Risk of breast cancer

It is estimated that using all types of HRT, including tibolone, increases the risk of breast cancer within 1–2 years of initiating treatment, see HRT Risk table for details. The increased risk is related to the duration of HRT use (but not to the age at which HRT is started) and this excess risk disappears within 5 years of stopping.

Radiological detection of breast cancer can be made more difficult as mammographic density can increase with HRT use.

Risk of endometrial cancer

The increased risk of endometrial cancer depends on the dose and duration of oestrogen-only HRT.
In women with a uterus, the addition of a progestogen cyclically (for at least 10 days per 28-day cycle) reduces the additional risk of endometrial cancer; this additional risk is eliminated if a progestogen is given continuously. However, this should be weighed against the increased risk of breast cancer.

Risk of ovarian cancer

Long-term use of combined HRT or oestrogen-only HRT is associated with a small increased risk of ovarian cancer, this excess risk disappears within a few years of stopping.

Risk of venous thromboembolism

Women using combined or oestrogen-only HRT are at an increased risk of deep vein thrombosis and of pulmonary embolism especially in the first year of use.

In women who have predisposing factors (such as a personal or family history of deep vein thrombosis or pulmonary embolism, severe varicose veins, obesity, trauma, or prolonged bed-rest) it is prudent to review the need for HRT, as in some cases the risks of HRT may exceed the benefits.
Travel involving prolonged immobility further increases the risk of deep vein thrombosis.

Risk of stroke

Risk of stroke increases with age, therefore older women have a greater absolute risk of stroke.
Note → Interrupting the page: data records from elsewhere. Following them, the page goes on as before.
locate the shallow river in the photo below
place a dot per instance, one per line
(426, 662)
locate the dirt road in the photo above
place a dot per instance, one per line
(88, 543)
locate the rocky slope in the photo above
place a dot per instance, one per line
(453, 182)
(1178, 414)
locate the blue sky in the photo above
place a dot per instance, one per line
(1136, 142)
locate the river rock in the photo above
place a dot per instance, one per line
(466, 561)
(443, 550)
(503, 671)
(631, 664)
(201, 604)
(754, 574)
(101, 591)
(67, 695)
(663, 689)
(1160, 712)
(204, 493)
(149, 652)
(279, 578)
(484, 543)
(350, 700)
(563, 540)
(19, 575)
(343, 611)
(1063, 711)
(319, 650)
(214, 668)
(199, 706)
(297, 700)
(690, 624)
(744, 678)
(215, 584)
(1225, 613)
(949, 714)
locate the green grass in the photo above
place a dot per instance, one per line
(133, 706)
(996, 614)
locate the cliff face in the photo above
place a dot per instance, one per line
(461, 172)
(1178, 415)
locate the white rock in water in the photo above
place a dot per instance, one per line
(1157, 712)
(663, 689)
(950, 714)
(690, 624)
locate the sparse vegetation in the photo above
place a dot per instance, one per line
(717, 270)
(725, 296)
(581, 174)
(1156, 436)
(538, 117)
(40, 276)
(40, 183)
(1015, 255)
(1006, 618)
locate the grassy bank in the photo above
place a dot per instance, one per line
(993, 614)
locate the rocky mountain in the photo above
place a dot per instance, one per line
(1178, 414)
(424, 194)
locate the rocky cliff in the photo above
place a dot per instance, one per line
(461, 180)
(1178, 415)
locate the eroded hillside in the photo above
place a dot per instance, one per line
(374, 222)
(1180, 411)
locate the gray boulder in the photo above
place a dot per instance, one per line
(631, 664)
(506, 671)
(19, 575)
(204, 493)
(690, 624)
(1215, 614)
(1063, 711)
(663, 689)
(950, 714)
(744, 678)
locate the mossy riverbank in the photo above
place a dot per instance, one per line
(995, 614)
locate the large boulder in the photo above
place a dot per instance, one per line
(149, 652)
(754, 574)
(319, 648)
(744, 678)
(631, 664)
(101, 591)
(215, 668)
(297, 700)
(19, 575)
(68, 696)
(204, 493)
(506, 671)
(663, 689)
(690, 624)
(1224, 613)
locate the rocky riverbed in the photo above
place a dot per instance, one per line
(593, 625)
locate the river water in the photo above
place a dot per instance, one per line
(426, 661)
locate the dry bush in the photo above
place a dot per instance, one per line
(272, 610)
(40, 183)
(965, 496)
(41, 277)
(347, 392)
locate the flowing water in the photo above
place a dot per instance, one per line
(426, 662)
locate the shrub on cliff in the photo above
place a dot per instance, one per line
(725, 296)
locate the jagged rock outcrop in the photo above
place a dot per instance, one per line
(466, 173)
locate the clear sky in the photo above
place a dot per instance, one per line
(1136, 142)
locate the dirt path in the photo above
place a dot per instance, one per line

Combined HRT or oestrogen-only HRT slightly increases the risk of stroke.

Risk of coronary heart disease

HRT does not prevent coronary heart disease and should not be prescribed for this purpose. There is an increased risk of coronary heart disease in women who start combined HRT more than 10 years after menopause. Although very little information is available on the risk of coronary heart disease in younger women who start HRT close to the menopause, studies suggest a lower relative risk compared with older women.